Assistant Professor at Georgetown University-Qatar, Dr Ganesh Seshan. Kammutty VP
By Fazeena Saleem
DOHA: A curriculum to educate migrant workers about saving habits is likely to be introduced in Qatar soon. Georgetown University in Qatar is preparing to develop such a curriculum and educate the workers through workshops.
The initiative has been taken following successful single financial education workshop which was able to make a group of migrant workers from Kerala, India to send home the equivalent of an extra Rs20,000 in the space of just over a year.
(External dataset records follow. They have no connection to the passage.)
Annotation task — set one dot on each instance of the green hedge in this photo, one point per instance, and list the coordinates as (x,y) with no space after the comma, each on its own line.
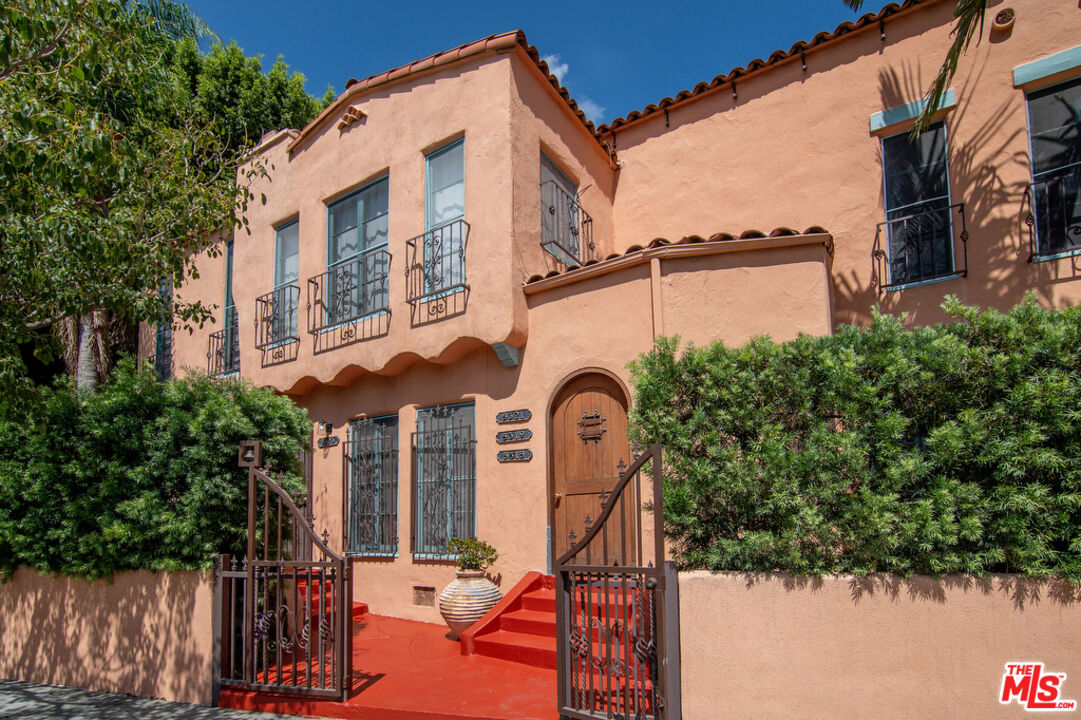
(141,475)
(934,450)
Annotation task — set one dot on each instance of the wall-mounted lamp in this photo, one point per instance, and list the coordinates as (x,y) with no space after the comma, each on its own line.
(328,440)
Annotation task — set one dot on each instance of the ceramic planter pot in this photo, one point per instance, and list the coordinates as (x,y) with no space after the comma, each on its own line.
(1003,20)
(467,599)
The amount is almost two months worth of household expenses.
“It was actually a wake up call for many workers,” Dr Ganesh Seshan, an Assistant Professor at Georgetown University-Qatar told The Peninsula yesterday.
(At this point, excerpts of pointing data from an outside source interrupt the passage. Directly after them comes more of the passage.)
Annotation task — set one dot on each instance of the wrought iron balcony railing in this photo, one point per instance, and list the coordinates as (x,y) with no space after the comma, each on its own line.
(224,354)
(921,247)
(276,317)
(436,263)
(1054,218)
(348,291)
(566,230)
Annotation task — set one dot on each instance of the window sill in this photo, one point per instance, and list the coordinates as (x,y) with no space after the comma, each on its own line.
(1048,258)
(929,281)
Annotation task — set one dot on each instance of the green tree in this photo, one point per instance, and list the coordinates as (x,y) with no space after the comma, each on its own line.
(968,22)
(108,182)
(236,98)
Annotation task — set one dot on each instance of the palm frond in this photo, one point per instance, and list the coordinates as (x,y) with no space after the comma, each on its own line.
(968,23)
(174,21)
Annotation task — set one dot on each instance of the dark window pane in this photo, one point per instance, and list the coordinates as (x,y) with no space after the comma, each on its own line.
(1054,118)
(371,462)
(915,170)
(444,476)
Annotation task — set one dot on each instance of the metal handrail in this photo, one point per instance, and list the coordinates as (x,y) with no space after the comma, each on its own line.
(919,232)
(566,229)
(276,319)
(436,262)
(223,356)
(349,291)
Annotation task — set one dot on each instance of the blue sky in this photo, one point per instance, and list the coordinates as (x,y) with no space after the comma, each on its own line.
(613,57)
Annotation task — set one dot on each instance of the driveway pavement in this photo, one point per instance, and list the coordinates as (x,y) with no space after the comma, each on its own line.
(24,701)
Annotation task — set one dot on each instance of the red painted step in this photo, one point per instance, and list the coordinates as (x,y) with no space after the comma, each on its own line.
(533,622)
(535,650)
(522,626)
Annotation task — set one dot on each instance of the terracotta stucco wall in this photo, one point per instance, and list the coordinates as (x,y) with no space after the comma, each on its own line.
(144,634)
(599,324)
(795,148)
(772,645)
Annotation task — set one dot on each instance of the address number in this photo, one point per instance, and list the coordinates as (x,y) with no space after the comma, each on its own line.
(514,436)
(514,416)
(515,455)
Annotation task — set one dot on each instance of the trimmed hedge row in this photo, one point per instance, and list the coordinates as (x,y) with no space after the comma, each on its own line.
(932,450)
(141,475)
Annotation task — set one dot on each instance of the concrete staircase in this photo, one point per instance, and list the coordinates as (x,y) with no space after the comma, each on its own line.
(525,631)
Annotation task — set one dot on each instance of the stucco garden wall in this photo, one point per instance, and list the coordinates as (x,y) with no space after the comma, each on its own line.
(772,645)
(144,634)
“Basic financial education would help them to develop saving habits, so we are looking for developing a curriculum for the migrant workers,” he said.
The curriculum would be developed as the second phase of the ‘Transnational Household Finances: A Field Experiment on the Cross-Border Impact of Financial Education for Migrant Workers’, by the Georgetown University in Qatar funded by the Qatar National Research Fund.
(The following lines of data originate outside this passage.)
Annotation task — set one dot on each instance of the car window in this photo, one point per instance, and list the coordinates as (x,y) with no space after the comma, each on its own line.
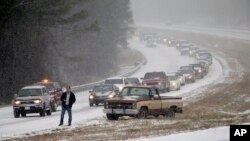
(132,81)
(154,92)
(103,88)
(135,92)
(172,77)
(29,92)
(44,91)
(153,75)
(114,81)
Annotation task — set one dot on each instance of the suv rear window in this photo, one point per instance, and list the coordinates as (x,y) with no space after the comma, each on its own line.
(135,92)
(29,92)
(154,75)
(114,81)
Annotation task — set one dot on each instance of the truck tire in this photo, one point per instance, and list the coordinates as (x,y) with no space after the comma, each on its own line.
(112,117)
(170,113)
(156,116)
(23,114)
(143,113)
(43,111)
(91,104)
(96,104)
(16,113)
(49,112)
(53,106)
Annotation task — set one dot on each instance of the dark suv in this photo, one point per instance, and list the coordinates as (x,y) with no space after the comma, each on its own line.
(157,79)
(55,92)
(101,93)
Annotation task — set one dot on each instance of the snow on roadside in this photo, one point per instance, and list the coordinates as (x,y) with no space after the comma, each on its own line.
(212,134)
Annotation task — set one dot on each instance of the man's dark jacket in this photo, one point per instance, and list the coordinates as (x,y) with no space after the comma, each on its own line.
(72,99)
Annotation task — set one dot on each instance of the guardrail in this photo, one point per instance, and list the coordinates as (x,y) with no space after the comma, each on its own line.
(88,86)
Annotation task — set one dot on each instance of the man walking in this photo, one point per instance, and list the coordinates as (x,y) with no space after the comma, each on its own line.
(68,99)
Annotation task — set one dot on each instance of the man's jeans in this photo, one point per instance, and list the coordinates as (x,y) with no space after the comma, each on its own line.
(68,109)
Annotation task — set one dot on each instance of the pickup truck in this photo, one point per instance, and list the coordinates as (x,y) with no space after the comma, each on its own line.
(140,102)
(157,79)
(32,99)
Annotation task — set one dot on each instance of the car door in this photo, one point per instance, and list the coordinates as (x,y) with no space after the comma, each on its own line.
(46,97)
(155,103)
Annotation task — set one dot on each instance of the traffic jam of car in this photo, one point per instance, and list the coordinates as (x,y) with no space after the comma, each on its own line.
(126,96)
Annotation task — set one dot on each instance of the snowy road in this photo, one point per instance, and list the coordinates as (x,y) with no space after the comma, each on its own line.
(213,134)
(220,32)
(160,58)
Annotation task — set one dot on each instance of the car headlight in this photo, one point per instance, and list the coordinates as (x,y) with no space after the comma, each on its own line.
(110,96)
(37,101)
(134,106)
(120,88)
(17,102)
(91,97)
Dr Seshan also explained if a migrant worker has good savings and goes back for good, he or she will not return. And migrant workers will not stay for a longer period as many of them come here for financial reasons.
“It would be ideal if the workers and their families could be educated before leaving their country,” Dr Seshan said.
“Saving is not about building a house, they can’t eat it when they go back for good. Therefore proper financial habits are important,” he added.
The study begun in 2010 on economic and social aspects of workers choose a group of 230 Keralites, as they are among the highest migrant population in the country. All of them were married and their wives live in India. The men and their wives were interviewed.
The financial education workshop was offered in late November 2010. A five hour workshop was conducted by K V Shamshudeen based in the UAE. He is the chair of Pravasi Bandhu Welfare Trust and has been working to improve the financial welfare of non-resident Indians in the Gulf for over a decade.
The workshop has spoken to the workers on basic methods of changing financial habits by changing attitudes.
“The first question we asked them was, will their families be able to enjoy the same standards of life if they have to return home today,” said Dr Seshan.
“Participants were told to save first and spend next.”
“The speaker advocated the importance of reducing unnecessary spending. They even asked to make pledges to stop smoking,” he said.
A follow-up survey was later done with the same couples between January and April 2012, with the outcomes examined more than a year after the workshop concluded.
The findings were interesting; the workers have started managing finances, increased savings and remittances to their families in India. They have also started joint-financial decision making.